Ce n’est pas par hasard si la nouvelle semble inachevée : la chenille y pourrit sans jamais réussir à prendre son envol. C’est la triste histoire d’un singe capturé qui, afin d’éviter d’être exposé dans un zoo, entreprend la lourde tâche d’acquérir le langage humain, pour ainsi se glisser dans une société qui finit par le démolir. Sa seule réussite est d’être récompensé par une académie universitaire, qui ne le reconnaît pas en tant qu’âme consciente, mais admire plutôt chez lui la bête capable d’imiter le parler et l’attitude d’un homme moyen.
Le gorille kafkaïen est une victime absolue. Tout comme les immigrés qui s’entassent dans des quartiers-ghettos, que l’on tolère et exploite dans des tâches méprisées, sans jamais les reconnaître en tant que concitoyens à part entière.
Il m’a semblé que Kafka ne donnait pas à son singe l’opportunité de s’exprimer, de se révolter, de se réaliser dans la prise de conscience que le bonheur consiste à être ce que l’on est et non ce que les autres nous imposent d’être.
Partant donc du texte de Kafka, j’ai écrit un monologue théâtral qui montre l’éveil d’un esprit, d’abord primitif, ensuite vindicatif et pour finir accompli, c’est à dire conscient de l’inutilité de tout ce paraître qui nous éloigne de l’authenticité.
D’une certaine manière, moi-même, enfant d’émigrés russo-juifs échoués au Chili, j’ai subi pendant mon enfance le rejet d’une société qui nous regardait comme différents, c’est à dire comme nocifs.
L’effort de s’intégrer à un monde qui nous tolère mais nous méprise est terrible. C’est ce dont parle «Le gorille».
Cette histoire me touchait de si près, que je n’ai pu la confier qu’à mon fils Brontis qui, bien que français par sa mère, est un éternel émigrant par son père : enfant je l’ai trimbalé d’un pays à l’autre, lui répétant sans cesse «ta patrie, ce sont tes souliers». Personne ne peut interpréter comme lui ce singe, sans territoire, sans famille, sans amis, incarnant toujours un personnage devant un public qui n’applaudit en lui que le monstre inoffensif.

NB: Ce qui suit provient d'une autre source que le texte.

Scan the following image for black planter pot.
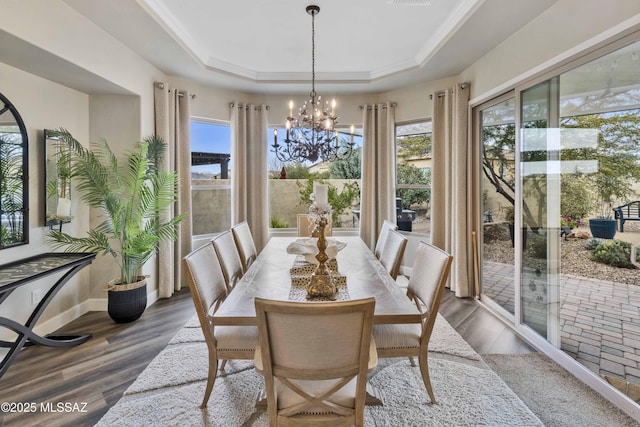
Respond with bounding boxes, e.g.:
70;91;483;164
589;218;616;239
107;282;147;323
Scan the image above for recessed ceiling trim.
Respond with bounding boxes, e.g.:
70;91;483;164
256;71;371;83
387;0;431;6
136;0;208;65
370;59;420;79
415;0;485;67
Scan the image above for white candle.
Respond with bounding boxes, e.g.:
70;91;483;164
313;182;329;205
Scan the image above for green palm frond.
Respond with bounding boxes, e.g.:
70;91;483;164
48;129;184;283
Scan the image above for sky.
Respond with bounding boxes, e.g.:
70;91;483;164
191;121;362;174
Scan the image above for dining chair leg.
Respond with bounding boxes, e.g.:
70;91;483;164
200;358;218;409
418;354;438;405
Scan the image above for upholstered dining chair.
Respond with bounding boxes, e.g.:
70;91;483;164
373;219;398;259
297;214;333;237
373;242;453;403
231;221;258;273
211;230;244;293
255;298;377;427
380;230;407;280
183;244;258;408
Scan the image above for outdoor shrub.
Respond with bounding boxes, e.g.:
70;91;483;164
560;173;597;221
482;223;509;243
590;240;637;268
584;237;602;251
270;215;289;228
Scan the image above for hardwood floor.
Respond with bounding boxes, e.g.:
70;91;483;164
0;289;195;427
0;289;534;427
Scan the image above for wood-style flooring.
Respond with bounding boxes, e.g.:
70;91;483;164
0;289;534;427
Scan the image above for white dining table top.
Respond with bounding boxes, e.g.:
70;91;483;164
213;236;420;325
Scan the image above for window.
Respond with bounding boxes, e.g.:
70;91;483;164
191;119;231;236
396;121;432;234
267;127;362;229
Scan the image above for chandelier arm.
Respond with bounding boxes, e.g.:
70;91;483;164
273;5;353;163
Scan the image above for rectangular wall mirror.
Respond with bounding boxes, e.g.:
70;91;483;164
44;129;73;228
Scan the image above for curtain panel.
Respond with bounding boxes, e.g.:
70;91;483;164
431;83;476;297
154;83;193;298
230;103;269;251
360;102;396;250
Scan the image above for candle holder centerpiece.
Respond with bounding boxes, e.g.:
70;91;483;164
307;184;337;300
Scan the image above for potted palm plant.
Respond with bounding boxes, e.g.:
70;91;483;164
589;173;629;239
48;129;183;323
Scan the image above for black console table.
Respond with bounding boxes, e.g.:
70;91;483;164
0;252;96;377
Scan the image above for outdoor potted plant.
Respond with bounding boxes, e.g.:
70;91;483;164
589;174;628;239
48;129;183;323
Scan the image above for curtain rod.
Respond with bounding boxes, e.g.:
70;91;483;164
156;82;196;99
229;102;271;111
429;82;469;99
358;102;398;111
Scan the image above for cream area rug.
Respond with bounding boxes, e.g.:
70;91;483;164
482;353;640;427
97;317;543;427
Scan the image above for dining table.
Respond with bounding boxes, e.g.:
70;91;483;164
213;236;422;408
213;236;421;326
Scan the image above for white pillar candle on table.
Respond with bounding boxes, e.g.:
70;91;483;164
313;182;329;205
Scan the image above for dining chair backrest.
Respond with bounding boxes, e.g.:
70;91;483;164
380;230;407;280
407;242;453;332
373;219;398;259
373;242;453;404
211;230;244;292
231;221;258;273
297;214;333;237
183;243;258;408
183;243;227;324
255;298;377;426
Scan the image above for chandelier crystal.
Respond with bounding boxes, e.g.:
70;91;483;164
271;5;354;163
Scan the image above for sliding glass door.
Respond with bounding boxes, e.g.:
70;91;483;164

Un père et un fils, peuvent-ils travailler en bonne entente ? Ce fut le cas. Nous nous sentions à ce point concernés par le sujet, que nous nous fondions l’un dans l’autre.
Quand, dans les derniers jours de répétions, nous avons crée la scène où le singe se révolte enfin, nous nous sommes pris dans les bras pour pleurer en pensant à nos ancêtres, cette longue lignée de tristes mais vaillants gorilles.